As you begin your first journey into parenthood, the crib should be one of your initial purchases. While the idea of using an heirloom crib is lovely, the safety standards of cribs change from generation to generation. Therefore, it’s best to buy a new crib or sleep space. For example, drop-sided cribs were just removed from the market in 2010, so a crib that a friend used even five years ago is out of date.

Modern cribs should be used with new, snug-fitting crib mattresses. The mattress can have a fitted crib sheet that fits snug and cannot readily be pulled free. Other than the mattress, there should not be anything in the crib. Bumpers, which were popular just a few years ago, are no longer recommended as they pose a suffocation risk.

On your diaper changing area, your diaper pad should fit within the length and width of the dresser or table it sits upon. If you do not have a suitable changing surface, creating a space on the floor is a great option. The idea for the safe diaper changing space is to have everything you need at hand’s reach so you can safely change the baby without having to step away or take both hands off the baby. Regardless of the setup of your diaper changing area, never walk away from the baby when they are on the changing table.

A nursery is made even better when the parents have a comfortable and safe place to sit to feed their infant. A glider is a nice option as it allows for good mother-child body positioning when feeding. Some gliders have storage built right into the sides, which is useful for extra things, like burp cloths.

The space should have a smoke and carbon monoxide detector installed. The batteries should be changed regularly, at least twice a year, and the unit tested to make sure it is functioning properly.

While a swing or bouncy seat is not an absolute, it does give you a second space to safely place your baby when you need to have your hands free. Babies love to watch their parents in action, but babies should never be placed on an adult bed or countertop as rollover accidents are all too common and can happen in the blink of an eye.

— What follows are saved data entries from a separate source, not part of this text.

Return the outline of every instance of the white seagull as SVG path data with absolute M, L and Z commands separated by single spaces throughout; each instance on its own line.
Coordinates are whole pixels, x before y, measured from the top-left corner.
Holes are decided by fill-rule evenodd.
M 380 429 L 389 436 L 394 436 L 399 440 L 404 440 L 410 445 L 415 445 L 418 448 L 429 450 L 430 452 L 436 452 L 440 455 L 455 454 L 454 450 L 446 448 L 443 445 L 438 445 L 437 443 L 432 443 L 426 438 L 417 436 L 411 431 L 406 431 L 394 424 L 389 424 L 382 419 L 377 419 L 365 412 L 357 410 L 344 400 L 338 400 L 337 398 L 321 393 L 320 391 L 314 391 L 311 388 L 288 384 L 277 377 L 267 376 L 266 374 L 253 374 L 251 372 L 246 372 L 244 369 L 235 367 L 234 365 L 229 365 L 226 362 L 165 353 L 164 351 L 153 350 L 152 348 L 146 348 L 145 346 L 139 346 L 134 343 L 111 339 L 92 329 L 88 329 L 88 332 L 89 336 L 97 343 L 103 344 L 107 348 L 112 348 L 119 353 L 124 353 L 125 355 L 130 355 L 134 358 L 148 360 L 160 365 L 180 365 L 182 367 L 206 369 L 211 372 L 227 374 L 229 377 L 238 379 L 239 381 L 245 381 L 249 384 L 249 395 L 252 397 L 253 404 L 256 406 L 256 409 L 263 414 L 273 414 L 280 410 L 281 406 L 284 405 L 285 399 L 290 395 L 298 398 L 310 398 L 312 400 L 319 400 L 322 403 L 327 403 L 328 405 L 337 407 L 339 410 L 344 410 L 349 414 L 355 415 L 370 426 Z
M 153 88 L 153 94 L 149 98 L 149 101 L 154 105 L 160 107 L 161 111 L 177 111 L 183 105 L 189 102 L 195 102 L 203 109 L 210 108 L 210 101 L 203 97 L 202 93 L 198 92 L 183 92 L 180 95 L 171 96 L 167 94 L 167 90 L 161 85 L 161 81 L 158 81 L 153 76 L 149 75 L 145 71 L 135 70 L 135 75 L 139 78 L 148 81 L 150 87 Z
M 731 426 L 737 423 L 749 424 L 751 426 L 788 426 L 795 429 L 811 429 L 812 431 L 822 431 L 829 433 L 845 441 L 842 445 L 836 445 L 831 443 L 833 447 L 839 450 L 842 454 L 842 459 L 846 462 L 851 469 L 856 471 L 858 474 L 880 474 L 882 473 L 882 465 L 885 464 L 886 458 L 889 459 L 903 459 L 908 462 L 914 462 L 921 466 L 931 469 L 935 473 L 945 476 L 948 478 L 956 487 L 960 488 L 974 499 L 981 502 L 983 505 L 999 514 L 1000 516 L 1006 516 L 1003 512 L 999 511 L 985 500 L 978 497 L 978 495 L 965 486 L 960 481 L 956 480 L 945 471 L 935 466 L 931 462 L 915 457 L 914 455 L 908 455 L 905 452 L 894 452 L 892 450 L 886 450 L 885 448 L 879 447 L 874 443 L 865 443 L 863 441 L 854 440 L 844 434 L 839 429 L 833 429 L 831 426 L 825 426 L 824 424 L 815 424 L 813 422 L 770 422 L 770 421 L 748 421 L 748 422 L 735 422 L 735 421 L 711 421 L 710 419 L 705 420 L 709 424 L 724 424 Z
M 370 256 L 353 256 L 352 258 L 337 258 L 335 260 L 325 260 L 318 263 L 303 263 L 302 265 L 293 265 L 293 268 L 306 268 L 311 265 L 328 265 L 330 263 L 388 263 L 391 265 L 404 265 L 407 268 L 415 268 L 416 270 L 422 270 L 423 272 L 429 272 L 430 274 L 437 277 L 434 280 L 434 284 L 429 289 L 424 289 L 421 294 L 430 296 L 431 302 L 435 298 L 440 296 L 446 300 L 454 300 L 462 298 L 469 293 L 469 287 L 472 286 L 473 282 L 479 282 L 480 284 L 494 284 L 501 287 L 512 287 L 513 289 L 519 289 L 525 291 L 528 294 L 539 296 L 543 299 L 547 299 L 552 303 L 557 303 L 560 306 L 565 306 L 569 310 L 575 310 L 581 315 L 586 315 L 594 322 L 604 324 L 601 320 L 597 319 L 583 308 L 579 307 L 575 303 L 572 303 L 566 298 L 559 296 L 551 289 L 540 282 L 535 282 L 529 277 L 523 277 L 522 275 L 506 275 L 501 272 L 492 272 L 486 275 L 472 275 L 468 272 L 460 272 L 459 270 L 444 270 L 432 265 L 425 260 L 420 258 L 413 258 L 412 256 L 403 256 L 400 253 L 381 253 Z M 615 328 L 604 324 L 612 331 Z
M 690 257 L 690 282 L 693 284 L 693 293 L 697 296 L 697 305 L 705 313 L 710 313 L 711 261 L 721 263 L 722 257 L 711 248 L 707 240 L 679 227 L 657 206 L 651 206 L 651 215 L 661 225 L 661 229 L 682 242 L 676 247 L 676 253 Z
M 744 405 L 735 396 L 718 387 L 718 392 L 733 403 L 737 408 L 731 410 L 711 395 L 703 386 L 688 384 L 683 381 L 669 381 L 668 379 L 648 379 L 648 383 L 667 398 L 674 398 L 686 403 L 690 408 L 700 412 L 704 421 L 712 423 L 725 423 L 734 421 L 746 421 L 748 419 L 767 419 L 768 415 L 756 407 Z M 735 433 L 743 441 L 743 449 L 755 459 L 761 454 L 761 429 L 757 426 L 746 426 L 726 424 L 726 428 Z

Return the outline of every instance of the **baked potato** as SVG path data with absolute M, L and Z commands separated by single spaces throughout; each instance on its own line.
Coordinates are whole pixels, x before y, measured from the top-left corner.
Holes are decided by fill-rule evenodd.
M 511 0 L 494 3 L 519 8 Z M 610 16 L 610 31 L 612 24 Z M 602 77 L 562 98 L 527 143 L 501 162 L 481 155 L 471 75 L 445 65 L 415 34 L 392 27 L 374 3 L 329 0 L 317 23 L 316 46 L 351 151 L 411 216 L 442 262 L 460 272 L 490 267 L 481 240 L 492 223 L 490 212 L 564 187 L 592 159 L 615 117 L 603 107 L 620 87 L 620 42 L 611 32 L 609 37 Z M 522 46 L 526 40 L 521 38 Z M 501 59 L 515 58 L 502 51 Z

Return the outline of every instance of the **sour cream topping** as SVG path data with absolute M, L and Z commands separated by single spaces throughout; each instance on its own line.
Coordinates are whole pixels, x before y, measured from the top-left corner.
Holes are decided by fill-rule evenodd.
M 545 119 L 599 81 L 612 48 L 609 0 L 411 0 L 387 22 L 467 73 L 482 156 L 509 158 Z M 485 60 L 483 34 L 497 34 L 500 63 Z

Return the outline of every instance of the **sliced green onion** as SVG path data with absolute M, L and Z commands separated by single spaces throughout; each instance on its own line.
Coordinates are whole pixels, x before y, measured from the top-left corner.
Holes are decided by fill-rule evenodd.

Other components that can be useful are a ceiling fan, which gently circulates the air, and a baby monitor, which allows you to keep an eye or ear on baby when you are not in the room. The monitor should be secured out of reach from your infant or toddler with all cords safely away to avoid a strangulation hazard.

The window and door of the room should be functional, so that in case of an emergency, they can easily be opened by fire rescue. Window shades are fine, but cords should be out of reach of toddlers to prevent accidental entanglement and strangulation.